This document lists the ways you can improve the accuracy of your model.
When it comes to improvement, users generally have 2 levers to help improve their models. These levers being:
- Data (Images/PDFs)
Below are methods listed in order of importance about the things you can do.
Quantity of Data
- More data: More is always better. The most fundamental and effective way to improve the accuracy of your model is to add more data
- Dataset Diversity & Consistency: You should train the model with the kind of images you expect it to work on. If you have a large amount of data that you expect the model to work on, your training data should represent this
Quality of Data
- Readable: The document should readable by our OCR. When you draw a bounding box around the image, ideally the auto populated text should match. However a few characters that are incorrect or wrong is okay and you can correct these mistakes while annotating
- Blurry Images: If the images are blurry, and the text can't be read, populating the text might not be very effective. It is best to avoid blurry images.

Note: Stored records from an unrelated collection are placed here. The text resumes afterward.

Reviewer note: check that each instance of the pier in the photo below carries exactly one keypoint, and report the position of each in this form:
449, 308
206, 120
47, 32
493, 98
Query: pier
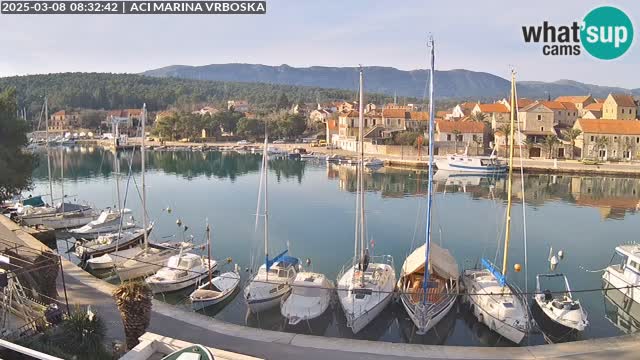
168, 320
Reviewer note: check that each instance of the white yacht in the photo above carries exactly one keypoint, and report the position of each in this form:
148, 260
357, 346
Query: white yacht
181, 271
561, 308
268, 288
108, 222
476, 164
624, 274
493, 301
310, 297
366, 284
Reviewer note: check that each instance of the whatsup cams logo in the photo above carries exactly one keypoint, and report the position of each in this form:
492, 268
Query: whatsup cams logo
605, 33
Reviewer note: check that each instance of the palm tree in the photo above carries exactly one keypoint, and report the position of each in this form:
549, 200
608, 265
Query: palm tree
601, 143
571, 135
550, 141
134, 302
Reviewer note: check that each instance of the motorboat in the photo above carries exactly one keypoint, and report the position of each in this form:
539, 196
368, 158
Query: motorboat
624, 271
216, 290
271, 283
108, 243
310, 297
149, 259
109, 221
63, 216
560, 307
191, 352
374, 163
181, 271
476, 164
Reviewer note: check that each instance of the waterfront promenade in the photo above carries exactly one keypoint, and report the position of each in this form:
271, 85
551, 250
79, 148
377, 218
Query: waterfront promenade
535, 165
167, 320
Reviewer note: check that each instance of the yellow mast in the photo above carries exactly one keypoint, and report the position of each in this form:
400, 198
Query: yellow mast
507, 235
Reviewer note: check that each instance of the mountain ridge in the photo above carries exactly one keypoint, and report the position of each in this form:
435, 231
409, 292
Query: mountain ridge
455, 83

- Consistency: It is important to follow the same convention when annotating data. For eg: If you've annotated the date and time in a receipt under the label `date`, make sure you follow the same practice in all receipts
- Completeness: Make sure you annotate all your images. In case the number of images is verty large, make sure the images you've annotated are complete. Do not partially annotate images. For eg: Do not annotate 5 out of 10 labels in an image.
Only annotate text you want: If you want to extract say the invoice number, only annotate the specific invoice number. The model will learn to look for the surrounding text in order to learn this. An example is given below.
- Multiline fields: The model will learn multi line fields as well such as addresses. As shown in the below image, you can annotate the entire address field.